Active galactic nuclei, powered by the supermassive black holes they contain, are the brightest objects in the Universe. The light originates from jets of material hurled out at nearly the speed of light by the environment around the black hole. In most cases, these active galactic nuclei are called quasars. But, in rare instances where one of the jets is oriented directly toward Earth, they're called a blazar and appear brighter.
While the general outline of how a blazar operates has been worked out, several details remain poorly understood, including how the fast-moving material generates so much light. Now, researchers have turned a new space-based observatory called the Imaging X-ray Polarimetry Explorer (IXPE) toward one of the brightest blazars in the sky. The data from it and other observations combined indicate that light is produced when the black hole jets slam into slower-moving materials.
Jets and light
The IXPE specializes in detecting the polarization of high-energy photons—the orientation of the wiggles in the light's electric field. Polarization information can tell us something about the processes that created the photons. For example, photons that originate in a turbulent environment will have an essentially random polarization, while a more structured environment will tend to produce photons with a limited range of polarizations. Light that passes through material or magnetic fields can also have its polarization altered.
This turns out to be useful for studying blazars. The high-energy photons these objects emit are generated by charged particles in the jets. When these objects change course or decelerate, they have to give up energy in the form of photons. Since they're moving at close to the speed of light, they have a lot of energy to give up, allowing blazars to emit across the entire spectrum from radio waves to gamma rays—some of the latter remaining at those energies despite billions of years of redshifting.
So, the question then becomes what causes these particles to decelerate. There are two leading ideas. One of those is that the environment in the jets is turbulent, with chaotic pile-ups of materials and magnetic fields. This decelerates the particles, and the messy environment would mean that the polarization becomes largely randomized.
The alternative idea involves a shockwave, where material from the jets slams into slower-moving material, and decelerates itself. This is a relatively orderly process, and it produces a polarization that's relatively limited in range and gets more pronounced at higher energies.
Enter IXPE
The new set of observations is a coordinated campaign to record the blazar Markarian 501 using a variety of telescopes capturing polarization at longer wavelengths, with IXPE handling the highest energy photons. In addition, the researchers searched the archives of several observatories to obtain earlier observations of Markarian 501, allowing them to determine if the polarization is stable over time.
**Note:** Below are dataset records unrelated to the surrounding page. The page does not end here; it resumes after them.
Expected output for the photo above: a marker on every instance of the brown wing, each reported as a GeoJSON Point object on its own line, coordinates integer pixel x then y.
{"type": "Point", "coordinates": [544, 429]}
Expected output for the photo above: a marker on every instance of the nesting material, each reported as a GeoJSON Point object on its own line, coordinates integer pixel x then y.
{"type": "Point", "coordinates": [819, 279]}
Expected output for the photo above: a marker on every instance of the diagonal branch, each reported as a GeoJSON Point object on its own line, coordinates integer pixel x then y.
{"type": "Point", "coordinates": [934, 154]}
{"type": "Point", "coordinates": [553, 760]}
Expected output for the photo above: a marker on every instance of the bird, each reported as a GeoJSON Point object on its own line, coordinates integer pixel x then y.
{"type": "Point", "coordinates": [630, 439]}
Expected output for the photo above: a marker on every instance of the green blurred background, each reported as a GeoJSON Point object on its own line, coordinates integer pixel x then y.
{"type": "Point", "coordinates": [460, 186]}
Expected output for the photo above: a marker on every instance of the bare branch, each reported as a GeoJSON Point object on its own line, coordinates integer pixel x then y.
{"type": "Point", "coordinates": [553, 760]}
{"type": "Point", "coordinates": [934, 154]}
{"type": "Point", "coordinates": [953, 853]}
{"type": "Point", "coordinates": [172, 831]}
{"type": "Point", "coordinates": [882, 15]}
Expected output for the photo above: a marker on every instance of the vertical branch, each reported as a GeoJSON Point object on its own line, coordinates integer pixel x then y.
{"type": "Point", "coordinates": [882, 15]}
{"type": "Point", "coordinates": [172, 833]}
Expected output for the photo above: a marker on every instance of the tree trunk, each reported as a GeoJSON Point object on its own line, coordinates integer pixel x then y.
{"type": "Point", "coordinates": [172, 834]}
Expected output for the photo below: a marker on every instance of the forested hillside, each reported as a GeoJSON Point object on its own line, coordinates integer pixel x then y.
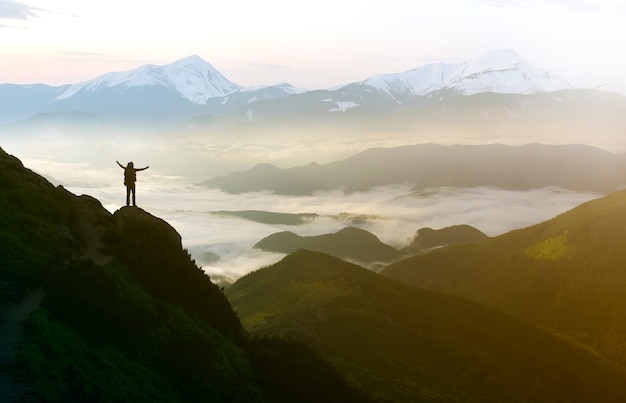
{"type": "Point", "coordinates": [567, 275]}
{"type": "Point", "coordinates": [127, 314]}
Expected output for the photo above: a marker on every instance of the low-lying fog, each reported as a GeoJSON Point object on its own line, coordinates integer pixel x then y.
{"type": "Point", "coordinates": [223, 245]}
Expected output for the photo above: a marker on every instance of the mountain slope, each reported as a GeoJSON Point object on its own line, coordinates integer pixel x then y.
{"type": "Point", "coordinates": [405, 344]}
{"type": "Point", "coordinates": [127, 314]}
{"type": "Point", "coordinates": [566, 274]}
{"type": "Point", "coordinates": [191, 92]}
{"type": "Point", "coordinates": [192, 77]}
{"type": "Point", "coordinates": [349, 243]}
{"type": "Point", "coordinates": [499, 71]}
{"type": "Point", "coordinates": [525, 167]}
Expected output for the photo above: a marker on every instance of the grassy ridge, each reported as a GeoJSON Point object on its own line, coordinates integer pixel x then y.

Overall, across the entire spectrum from radio waves to gamma rays, the measured polarizations were within a few degrees of each other. It was also stable over time, and its alignment increased at higher photon energies.
There's still a bit of variation in the polarization, which suggests there's some relatively minor disorder at the site of the collision, which isn't really a surprise. But it's far less disordered than you'd expect from a turbulent material with complicated magnetic fields.
While these results provide a better understanding of how black holes produce light, that process ultimately relies on the production of jets, which takes place much closer to the black hole. How these jets form is still not really understood, so people studying black hole astrophysics still have a reason to go back to work after the holiday weekend.
Nature, 2022. DOI: 10.1038/s41586-022-05338-0 (About DOIs).